Throughout all four quarters, when Durant didn’t have the ball along the perimeter, his man usually wasn’t in a typical help position. Instead, he’d face-guard KD with his back to the ball, signaling that Boston was more than happy to let the Nets go 4-on-4.

Airspace was limited. Durant was fouled eight times and granted only a few open looks, nearly all via transition scrambles, preceded by a Celtics turnover or missed layup. Everything else was in a crowd, with arms poking in, bodies flying from behind and drives that were cut off by help defenders. There were instances when Durant skipped a pass and then watched a teammate try to attack from an ostensibly thin second side, but those openings were slammed shut in a nanosecond by players who know how to close out going full speed without losing their balance.

When two were on the ball, Durant made obvious passes that Boston was ready for. When he penetrated past the initial layer of defense, help was waiting. The Celtics didn’t care about Bruce Brown.

“Nothing against Dragic, but it was KD to the rim wide open or Dragic with a three,” Marcus Smart told the Boston Globe about the play below. “I’m taking my chances, and I’m picking KD.”

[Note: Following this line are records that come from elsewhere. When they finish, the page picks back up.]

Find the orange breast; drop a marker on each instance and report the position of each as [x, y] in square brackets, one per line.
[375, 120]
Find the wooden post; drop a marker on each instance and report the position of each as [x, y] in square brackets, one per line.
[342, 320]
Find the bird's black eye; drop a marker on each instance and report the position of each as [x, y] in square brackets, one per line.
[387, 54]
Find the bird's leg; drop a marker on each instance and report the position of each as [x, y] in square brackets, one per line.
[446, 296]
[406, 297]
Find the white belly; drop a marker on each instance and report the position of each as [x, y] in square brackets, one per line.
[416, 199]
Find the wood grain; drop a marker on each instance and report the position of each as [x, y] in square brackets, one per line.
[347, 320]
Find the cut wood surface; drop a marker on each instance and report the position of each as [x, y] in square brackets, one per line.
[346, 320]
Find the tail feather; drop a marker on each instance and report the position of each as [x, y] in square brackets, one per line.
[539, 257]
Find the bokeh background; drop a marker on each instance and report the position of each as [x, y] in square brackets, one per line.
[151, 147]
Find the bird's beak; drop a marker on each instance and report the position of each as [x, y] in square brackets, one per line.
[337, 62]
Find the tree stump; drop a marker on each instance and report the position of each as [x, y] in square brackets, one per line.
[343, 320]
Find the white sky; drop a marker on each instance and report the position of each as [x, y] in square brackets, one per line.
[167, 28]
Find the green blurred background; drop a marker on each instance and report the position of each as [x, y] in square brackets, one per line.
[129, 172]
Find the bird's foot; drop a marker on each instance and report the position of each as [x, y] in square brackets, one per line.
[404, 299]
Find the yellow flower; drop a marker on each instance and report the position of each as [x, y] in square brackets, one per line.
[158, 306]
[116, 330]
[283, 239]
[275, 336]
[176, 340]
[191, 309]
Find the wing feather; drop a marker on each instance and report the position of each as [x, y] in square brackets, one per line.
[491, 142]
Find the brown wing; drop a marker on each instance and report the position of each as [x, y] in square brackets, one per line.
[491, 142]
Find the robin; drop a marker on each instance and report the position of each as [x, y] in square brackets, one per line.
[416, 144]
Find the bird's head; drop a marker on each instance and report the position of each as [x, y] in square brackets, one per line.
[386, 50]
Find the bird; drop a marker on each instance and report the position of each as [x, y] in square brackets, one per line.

Going one-on-one against Jayson Tatum, his primary defender, was no picnic, either. There aren’t too many players alive who can hit a turnaround over Durant on one play and then come down and block his fadeaway. (Tatum also swatted a side-step three by Irving with a little more than six minutes remaining in a one-possession game. He’ll make several All-Defensive teams in his career.)

As a whole, this is what the Celtics have done all season long. Tatum, Smart, Horford, White, Jaylen Brown and Grant Williams all have terrific instincts on the ball, help the helper and play like a grabby NFL secondary that knows a yellow flag can’t be tossed on every single play. Holding, bumping, shoving. Here’s Williams, late in the third quarter, still refusing to cede a millimeter.

Fouls are treated as the cost of doing business. Durant will drill insanely difficult shots because that’s who he is, but if every possession going forward is as much of a grind as what he went through in Game 1, this series may not last long.

At the same time, there were also a few plays in which Boston’s aggressive strategy backfired, be it on a late driving layup by Irving where Horford refused to budge off Durant in the strongside corner or an earlier dunk by Claxton, wide open underneath the rim because Tatum and Horford were glued to Brooklyn’s best player.

The blueprint to neutralize Durant over the course of 48 minutes might not exist. But the Celtics came close in Game 1, nearly executing a mentally and physically exhausting game plan to perfection. That’s the good news. The bad news is they still almost lost, and, in all likelihood, Durant won’t play as poorly again. The Nets have yet to turn him into their point guard, which helped him eviscerate the Bucks during last year’s second round (a series Milwaukee eventually won, despite KD’s frequent abuse of a dropping Brook Lopez). Even when no mistakes are made and maximum effort is applied, this man will humble you.

But if any team in the league can accurately say it’s built for this type of challenge (even without Robert Williams III), it’s the Celtics. Defenses around the league have every reason to be anxious over Durant. At the same time, great offensive talents have every reason to feel the same way about Boston’s defense.